Macaristan da dahil olmak üzere UCM'ye üye 124 ülke teorik olarak üç yetkiliyi kendi topraklarına girmeleri halinde gözaltına almakla yükümlü.

İngiliz hükümeti dün Netanyahu'nun yakalama kararı kapsamında gözaltına alınabileceğini ima etti.

İrlanda Başbakanı Simon Harris, ülkesini ziyaret etmesi halinde Netanyahu'yu gözaltına alacağını söyledi.

Harris, RTE devlet televizyonunda UCM üyesi olan İrlanda'nın Netanyahu'yu ülkeyi ziyaret etmesi halinde gözaltına alıp almayacağı sorusuna “Evet, kesinlikle” yanıtını verdi.

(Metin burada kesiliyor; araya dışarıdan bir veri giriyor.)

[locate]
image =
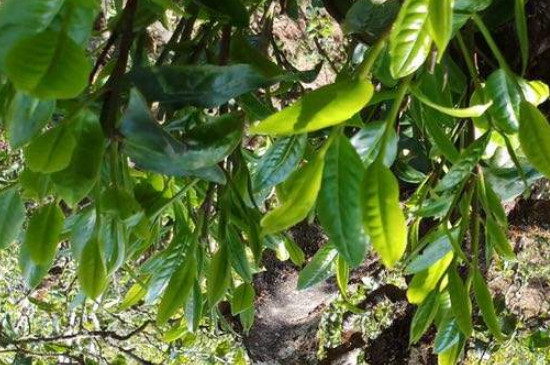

İtalya Başbakanı Giorgia Meloni dün yaptığı açıklamada, G7 dışişleri bakanlarının pazartesi ve salı günleri Roma yakınlarında bir araya geldiklerinde mahkemenin yakalama kararlarını görüşeceklerini duyurdu.

İran kararı, ‘Siyonist varlık için siyasi bir ölüm’ olarak değerlendirirken, Çin mahkemeyi ‘objektif ve adil bir duruş’ sergilemeye çağırdı.

Hamas mahkemenin kararını memnuniyetle karşılayarak, bunu ‘tarihi ve önemli’ bir adım olarak nitelendirdi.